Thanks @AntiCompositeNumber, I'm seeing the same. I suspect our ICC profile handling has become a bit stricter since we upgraded at various points libraries in T355020 and T336881, as there are older thumbnails of this image sitting in swift that were rendered by earlier versions of thumbor.

We should probably see if we can make pyexiv a bit more tolerant of bad files like this, as convert itself will happily handle images of this type with only minor complaint:

convert-im6.q16: profile 'icc': A357Bh: length does not match profile `Carl_Weigert.png' @ warning/png.c/MagickPNGWarningHandler/1668.
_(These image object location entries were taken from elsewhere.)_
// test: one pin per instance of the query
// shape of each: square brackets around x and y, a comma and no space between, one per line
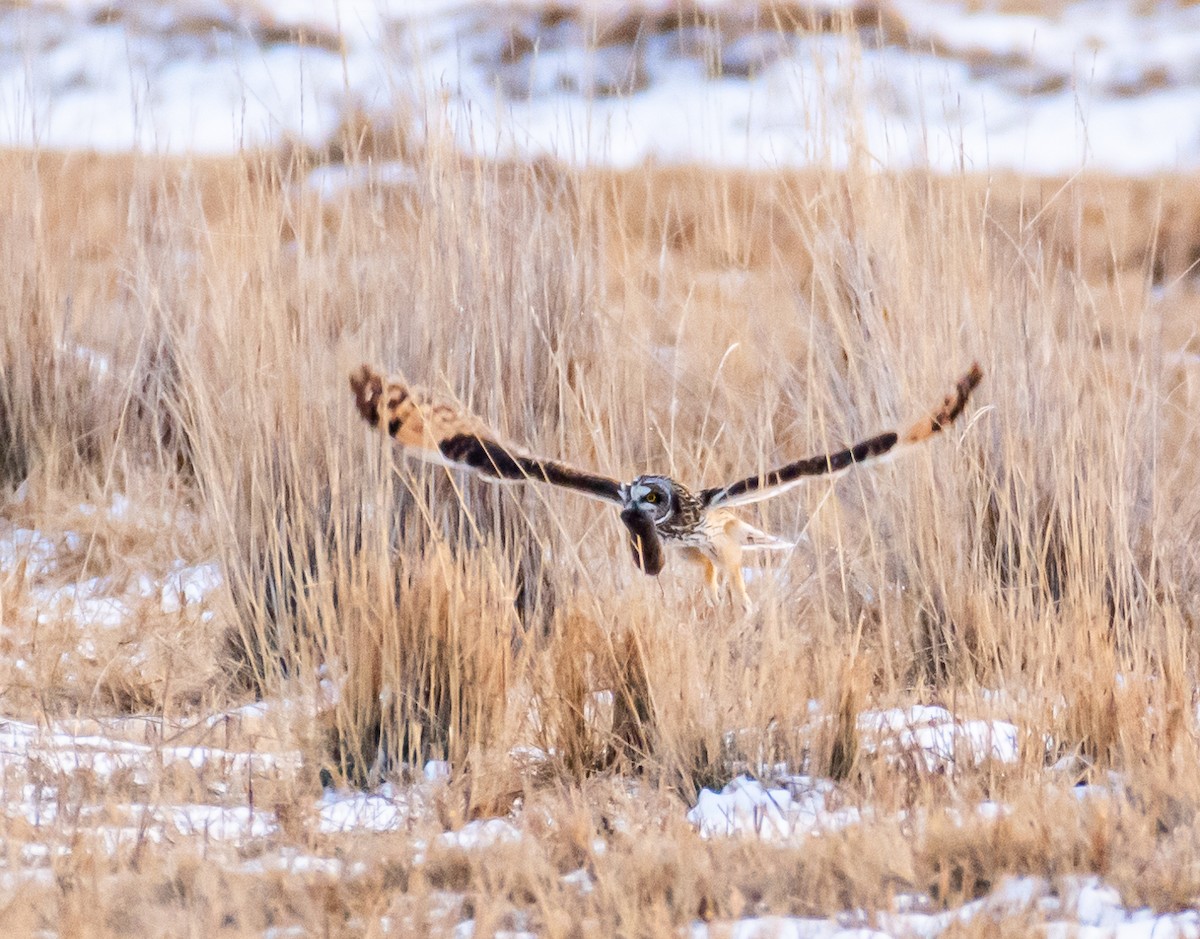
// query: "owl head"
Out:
[653,496]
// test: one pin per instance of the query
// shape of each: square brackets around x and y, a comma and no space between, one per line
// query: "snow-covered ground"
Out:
[97,782]
[1110,84]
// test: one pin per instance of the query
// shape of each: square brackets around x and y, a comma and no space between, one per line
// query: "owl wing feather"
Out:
[773,483]
[436,431]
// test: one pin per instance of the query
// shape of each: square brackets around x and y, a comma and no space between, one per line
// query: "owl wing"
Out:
[436,431]
[766,485]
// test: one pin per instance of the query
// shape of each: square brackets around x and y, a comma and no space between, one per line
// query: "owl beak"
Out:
[643,540]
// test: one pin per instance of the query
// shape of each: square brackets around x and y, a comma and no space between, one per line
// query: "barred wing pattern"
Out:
[775,482]
[438,432]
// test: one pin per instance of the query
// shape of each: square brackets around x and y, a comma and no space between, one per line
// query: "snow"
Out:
[353,811]
[1086,907]
[745,807]
[480,833]
[937,737]
[1109,84]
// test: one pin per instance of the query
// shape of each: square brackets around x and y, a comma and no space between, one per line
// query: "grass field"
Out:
[195,520]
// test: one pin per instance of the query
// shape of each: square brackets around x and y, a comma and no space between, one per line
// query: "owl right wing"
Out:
[436,431]
[773,483]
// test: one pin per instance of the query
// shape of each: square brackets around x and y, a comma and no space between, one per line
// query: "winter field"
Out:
[263,676]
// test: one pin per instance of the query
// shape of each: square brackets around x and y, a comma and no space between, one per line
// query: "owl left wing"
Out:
[773,483]
[436,431]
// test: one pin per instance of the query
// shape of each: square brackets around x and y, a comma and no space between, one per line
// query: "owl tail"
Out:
[755,538]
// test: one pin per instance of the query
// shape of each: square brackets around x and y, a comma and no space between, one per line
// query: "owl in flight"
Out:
[657,510]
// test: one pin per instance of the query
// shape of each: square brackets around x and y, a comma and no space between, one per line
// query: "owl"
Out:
[658,512]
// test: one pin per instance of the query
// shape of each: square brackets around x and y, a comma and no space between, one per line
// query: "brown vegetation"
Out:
[1036,564]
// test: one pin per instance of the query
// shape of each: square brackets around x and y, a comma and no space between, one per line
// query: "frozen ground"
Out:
[1109,84]
[111,784]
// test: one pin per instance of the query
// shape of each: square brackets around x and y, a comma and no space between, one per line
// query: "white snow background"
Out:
[1109,84]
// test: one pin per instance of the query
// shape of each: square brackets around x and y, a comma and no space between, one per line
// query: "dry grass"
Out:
[1036,564]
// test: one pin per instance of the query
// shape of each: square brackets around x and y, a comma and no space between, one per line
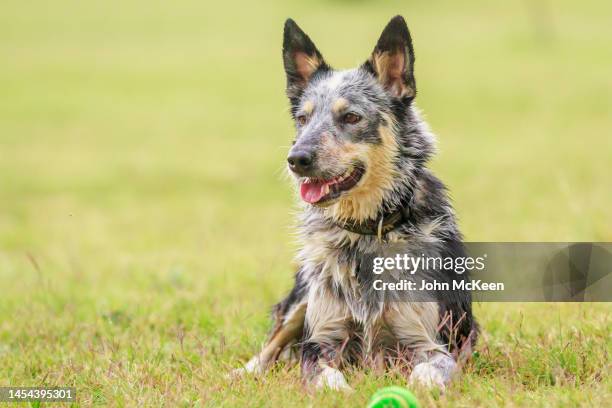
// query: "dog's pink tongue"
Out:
[312,192]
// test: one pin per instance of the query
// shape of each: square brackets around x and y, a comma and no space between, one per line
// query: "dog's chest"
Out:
[344,271]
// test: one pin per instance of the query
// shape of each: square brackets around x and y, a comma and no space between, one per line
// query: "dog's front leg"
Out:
[415,325]
[325,332]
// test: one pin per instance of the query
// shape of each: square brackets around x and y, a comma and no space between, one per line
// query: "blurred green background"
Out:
[142,148]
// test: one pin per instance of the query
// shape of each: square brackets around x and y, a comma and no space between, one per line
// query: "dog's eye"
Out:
[351,118]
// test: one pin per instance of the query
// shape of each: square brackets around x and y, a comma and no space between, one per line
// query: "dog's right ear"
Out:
[301,59]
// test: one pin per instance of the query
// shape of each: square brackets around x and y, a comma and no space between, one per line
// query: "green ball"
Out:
[393,397]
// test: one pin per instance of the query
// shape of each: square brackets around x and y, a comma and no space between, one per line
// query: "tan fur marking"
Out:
[365,199]
[339,105]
The error handling in rTHMBREXT wikimedia_thumbor/engine/imagemagick/imagemagick.py:126 was mostly written for pyexiv2, so it's not surprising that py3exiv2 has evolved since then, especially as exiv2 has worked on their ICC implementation. exiv2 is generally more picky about things than exiftool or imagemagick, but we only use it to read the Orientation EXIF value which isn't required to thumbnail the image.
We currently ignore a few specific known errors, raising on unknown errors. We could add ValueError to the list of ignored exceptions, or we could decide that all errors from py3exiv2 aren't really that important and except Exception instead. Looking at https://bazaar.launchpad.net/~vincent-vandevyvre/py3exiv2/trunk/view/head:/py3exiv2/src/exiv2wrapper.cpp#L1213 py3exiv2 can raise a few other exceptions we don't currently catch. Some of these exceptions are for things that exiftool and/or imagemagick also care about, but I think it's probably better to ignore them all.
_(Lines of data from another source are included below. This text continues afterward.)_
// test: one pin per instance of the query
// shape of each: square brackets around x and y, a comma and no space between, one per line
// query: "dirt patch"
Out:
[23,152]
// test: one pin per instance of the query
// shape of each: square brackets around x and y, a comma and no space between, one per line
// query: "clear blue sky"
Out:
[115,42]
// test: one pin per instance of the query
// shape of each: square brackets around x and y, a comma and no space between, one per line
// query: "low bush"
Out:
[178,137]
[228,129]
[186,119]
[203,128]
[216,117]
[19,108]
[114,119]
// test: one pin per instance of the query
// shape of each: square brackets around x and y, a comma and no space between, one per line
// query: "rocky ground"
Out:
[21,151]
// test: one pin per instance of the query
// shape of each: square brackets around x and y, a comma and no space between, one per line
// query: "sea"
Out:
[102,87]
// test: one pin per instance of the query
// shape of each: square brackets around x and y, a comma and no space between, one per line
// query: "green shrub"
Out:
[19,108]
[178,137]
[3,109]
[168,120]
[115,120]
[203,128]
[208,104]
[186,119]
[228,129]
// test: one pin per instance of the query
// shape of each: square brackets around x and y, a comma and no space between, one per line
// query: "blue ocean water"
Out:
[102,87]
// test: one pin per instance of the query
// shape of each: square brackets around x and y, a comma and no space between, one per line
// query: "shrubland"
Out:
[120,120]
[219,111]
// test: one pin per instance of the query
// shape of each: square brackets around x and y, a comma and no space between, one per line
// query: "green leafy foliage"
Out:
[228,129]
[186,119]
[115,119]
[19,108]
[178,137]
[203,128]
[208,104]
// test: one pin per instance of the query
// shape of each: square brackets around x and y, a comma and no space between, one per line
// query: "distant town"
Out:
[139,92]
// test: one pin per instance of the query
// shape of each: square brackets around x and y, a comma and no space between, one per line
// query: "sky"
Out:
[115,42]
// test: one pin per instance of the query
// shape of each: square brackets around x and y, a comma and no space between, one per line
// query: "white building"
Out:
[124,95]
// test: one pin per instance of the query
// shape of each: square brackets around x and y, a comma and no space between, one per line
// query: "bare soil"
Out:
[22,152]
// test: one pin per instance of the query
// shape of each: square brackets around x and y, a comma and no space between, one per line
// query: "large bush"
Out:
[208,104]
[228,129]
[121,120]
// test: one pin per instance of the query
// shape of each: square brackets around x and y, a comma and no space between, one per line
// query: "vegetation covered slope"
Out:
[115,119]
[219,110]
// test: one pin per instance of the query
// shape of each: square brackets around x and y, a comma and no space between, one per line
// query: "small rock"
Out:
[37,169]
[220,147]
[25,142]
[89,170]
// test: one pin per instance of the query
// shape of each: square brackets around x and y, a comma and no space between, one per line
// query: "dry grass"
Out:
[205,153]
Relatedly, probably should figure out if the logging problems worked around in T178072: Thumbor: Error reading image metadata: Failed to read image data affect py3exiv2. I somewhat expect they don't.
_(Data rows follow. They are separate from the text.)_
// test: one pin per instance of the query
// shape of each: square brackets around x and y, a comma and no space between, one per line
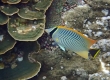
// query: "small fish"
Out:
[73,40]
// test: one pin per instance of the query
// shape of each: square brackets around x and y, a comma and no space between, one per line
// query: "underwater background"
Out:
[27,52]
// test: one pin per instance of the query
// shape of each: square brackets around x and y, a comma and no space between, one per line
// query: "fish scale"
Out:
[70,40]
[73,40]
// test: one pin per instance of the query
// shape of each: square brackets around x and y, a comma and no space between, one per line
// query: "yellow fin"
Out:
[83,54]
[89,41]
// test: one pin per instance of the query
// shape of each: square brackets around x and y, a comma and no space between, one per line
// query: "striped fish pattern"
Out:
[69,40]
[73,40]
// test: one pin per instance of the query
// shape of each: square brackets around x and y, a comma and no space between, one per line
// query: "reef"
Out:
[27,52]
[22,22]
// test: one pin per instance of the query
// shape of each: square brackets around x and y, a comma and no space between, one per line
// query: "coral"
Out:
[33,14]
[6,41]
[18,70]
[25,30]
[98,4]
[21,20]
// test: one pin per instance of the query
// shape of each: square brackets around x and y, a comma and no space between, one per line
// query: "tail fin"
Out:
[94,52]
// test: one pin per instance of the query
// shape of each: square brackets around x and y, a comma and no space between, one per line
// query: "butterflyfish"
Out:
[70,39]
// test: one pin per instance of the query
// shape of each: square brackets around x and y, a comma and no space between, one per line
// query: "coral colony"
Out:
[22,25]
[20,20]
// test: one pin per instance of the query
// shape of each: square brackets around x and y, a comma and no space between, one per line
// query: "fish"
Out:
[71,39]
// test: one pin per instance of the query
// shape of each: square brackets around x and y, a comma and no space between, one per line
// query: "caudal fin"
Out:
[94,52]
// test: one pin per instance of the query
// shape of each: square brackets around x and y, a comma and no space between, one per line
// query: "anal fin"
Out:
[61,47]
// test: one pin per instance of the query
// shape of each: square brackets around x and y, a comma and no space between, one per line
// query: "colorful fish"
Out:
[70,39]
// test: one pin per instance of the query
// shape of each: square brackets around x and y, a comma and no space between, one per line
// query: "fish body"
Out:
[73,40]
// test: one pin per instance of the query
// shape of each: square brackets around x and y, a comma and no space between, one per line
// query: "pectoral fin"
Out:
[61,47]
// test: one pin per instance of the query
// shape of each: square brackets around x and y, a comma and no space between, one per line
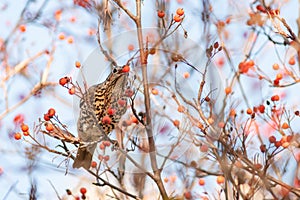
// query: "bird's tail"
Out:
[84,156]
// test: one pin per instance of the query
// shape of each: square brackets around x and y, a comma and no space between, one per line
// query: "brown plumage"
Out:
[101,103]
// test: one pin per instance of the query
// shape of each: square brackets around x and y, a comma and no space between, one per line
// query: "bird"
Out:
[101,108]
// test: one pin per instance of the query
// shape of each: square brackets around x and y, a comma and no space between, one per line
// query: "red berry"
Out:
[51,112]
[19,119]
[83,190]
[125,69]
[129,92]
[17,136]
[121,102]
[49,127]
[177,18]
[46,117]
[272,139]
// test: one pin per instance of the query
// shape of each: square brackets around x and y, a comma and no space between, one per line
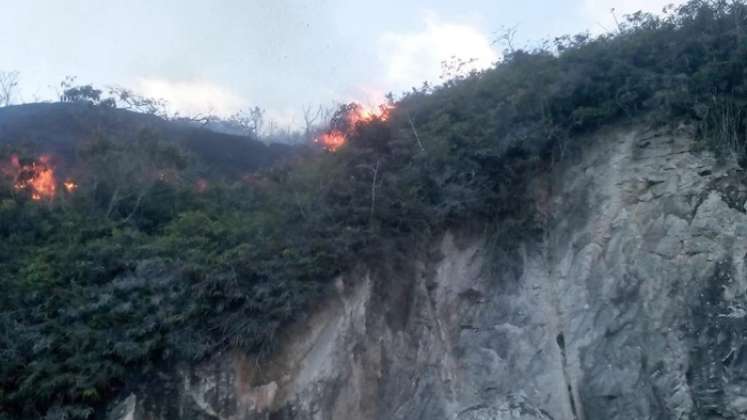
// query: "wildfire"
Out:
[332,140]
[344,125]
[36,178]
[70,186]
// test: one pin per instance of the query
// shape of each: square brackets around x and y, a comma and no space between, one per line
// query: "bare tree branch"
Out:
[8,85]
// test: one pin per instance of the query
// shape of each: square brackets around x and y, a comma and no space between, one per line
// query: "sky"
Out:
[224,56]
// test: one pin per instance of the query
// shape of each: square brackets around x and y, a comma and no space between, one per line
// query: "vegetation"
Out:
[142,266]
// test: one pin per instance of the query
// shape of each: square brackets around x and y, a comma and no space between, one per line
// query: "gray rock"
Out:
[632,305]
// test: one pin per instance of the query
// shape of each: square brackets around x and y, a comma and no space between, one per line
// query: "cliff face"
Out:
[631,306]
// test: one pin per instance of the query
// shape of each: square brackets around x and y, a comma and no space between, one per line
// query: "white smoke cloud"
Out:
[414,57]
[191,97]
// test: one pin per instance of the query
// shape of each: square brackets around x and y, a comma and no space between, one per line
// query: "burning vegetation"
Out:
[35,177]
[347,119]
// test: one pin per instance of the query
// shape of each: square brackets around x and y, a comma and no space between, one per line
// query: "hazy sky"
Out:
[227,55]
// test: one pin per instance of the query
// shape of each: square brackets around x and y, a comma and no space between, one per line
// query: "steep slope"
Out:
[59,128]
[632,305]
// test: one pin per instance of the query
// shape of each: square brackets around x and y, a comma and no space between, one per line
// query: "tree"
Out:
[8,85]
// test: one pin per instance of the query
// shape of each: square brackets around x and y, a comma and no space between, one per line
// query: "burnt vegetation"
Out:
[139,269]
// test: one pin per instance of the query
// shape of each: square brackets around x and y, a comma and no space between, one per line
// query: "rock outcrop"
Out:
[630,306]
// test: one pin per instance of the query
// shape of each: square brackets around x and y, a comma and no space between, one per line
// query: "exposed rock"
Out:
[631,306]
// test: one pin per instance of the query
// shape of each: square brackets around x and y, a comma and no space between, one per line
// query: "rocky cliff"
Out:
[631,305]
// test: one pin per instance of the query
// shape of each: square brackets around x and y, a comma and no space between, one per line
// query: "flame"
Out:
[37,178]
[70,185]
[332,140]
[356,114]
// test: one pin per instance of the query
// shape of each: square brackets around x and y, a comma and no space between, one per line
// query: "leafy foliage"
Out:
[140,268]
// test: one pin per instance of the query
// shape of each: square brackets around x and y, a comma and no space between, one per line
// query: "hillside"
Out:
[59,129]
[594,189]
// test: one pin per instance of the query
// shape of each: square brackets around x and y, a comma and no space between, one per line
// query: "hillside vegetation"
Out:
[134,272]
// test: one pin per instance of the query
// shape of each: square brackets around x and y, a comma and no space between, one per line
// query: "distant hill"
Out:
[57,129]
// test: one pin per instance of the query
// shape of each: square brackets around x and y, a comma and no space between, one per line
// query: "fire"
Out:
[70,185]
[354,114]
[332,140]
[37,178]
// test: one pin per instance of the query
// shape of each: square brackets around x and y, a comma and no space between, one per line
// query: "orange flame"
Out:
[70,185]
[37,178]
[332,140]
[335,138]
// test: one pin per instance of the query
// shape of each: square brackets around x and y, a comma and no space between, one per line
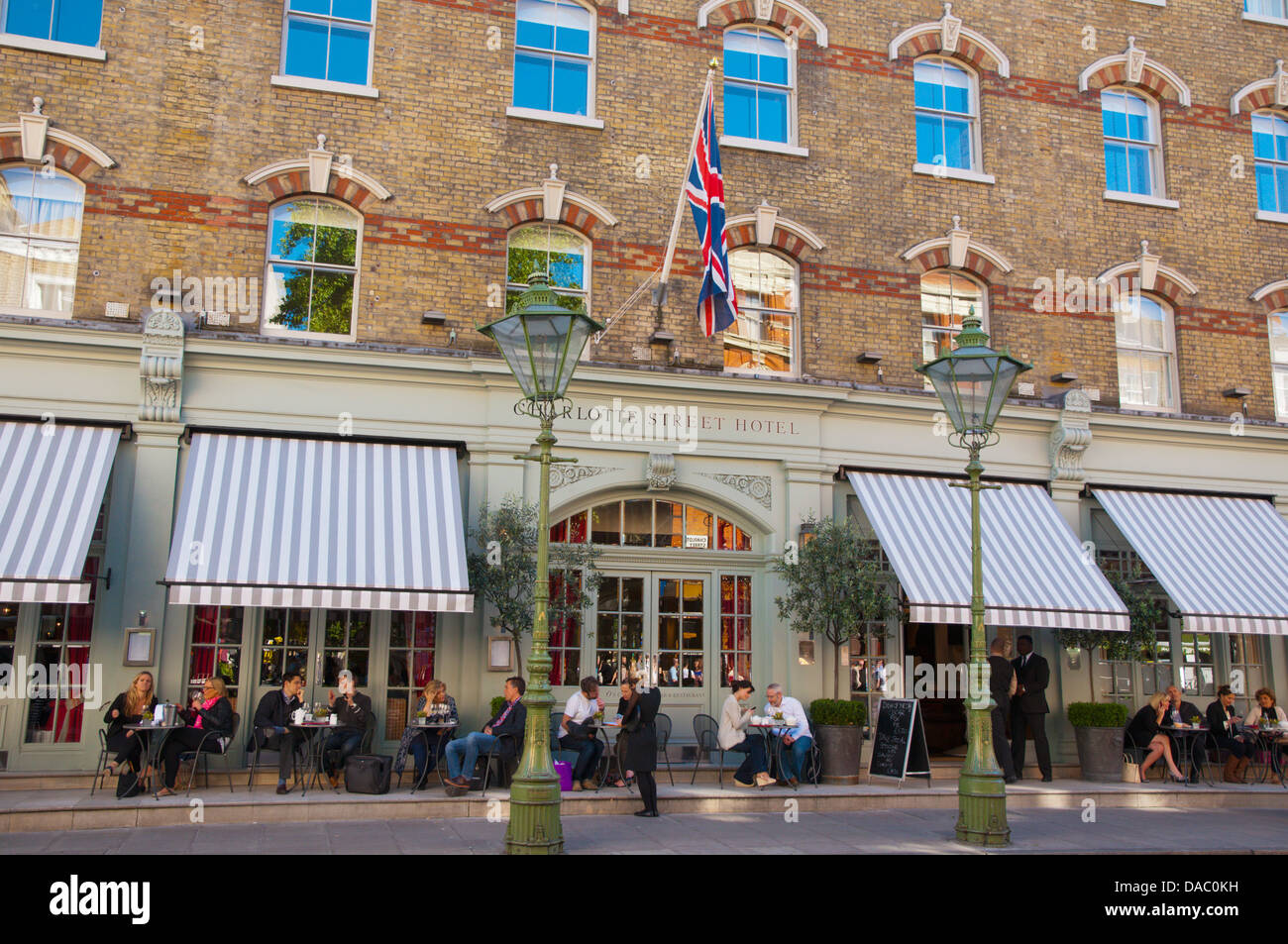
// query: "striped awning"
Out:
[274,522]
[1223,561]
[1035,574]
[52,483]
Change #1101154 had a related patch set uploaded (by AntiCompositeNumber; author: AntiCompositeNumber):

[operations/software/thumbor-plugins@master] imagemagick: ignore all py3exiv2 exceptions

https://gerrit.wikimedia.org/r/1101154

AntiCompositeNumber renamed this task from Numerous [[c:File:Carl_Weigert.jpg]] thumbnails are HTTP 429 Too Many Requests to Thumbnailing for c:File:Carl_Weigert.jpg fails due to py3exiv2 handling of invalid ICC profiles.Sat, Dec 7, 4:40 PM
AntiCompositeNumber claimed this task.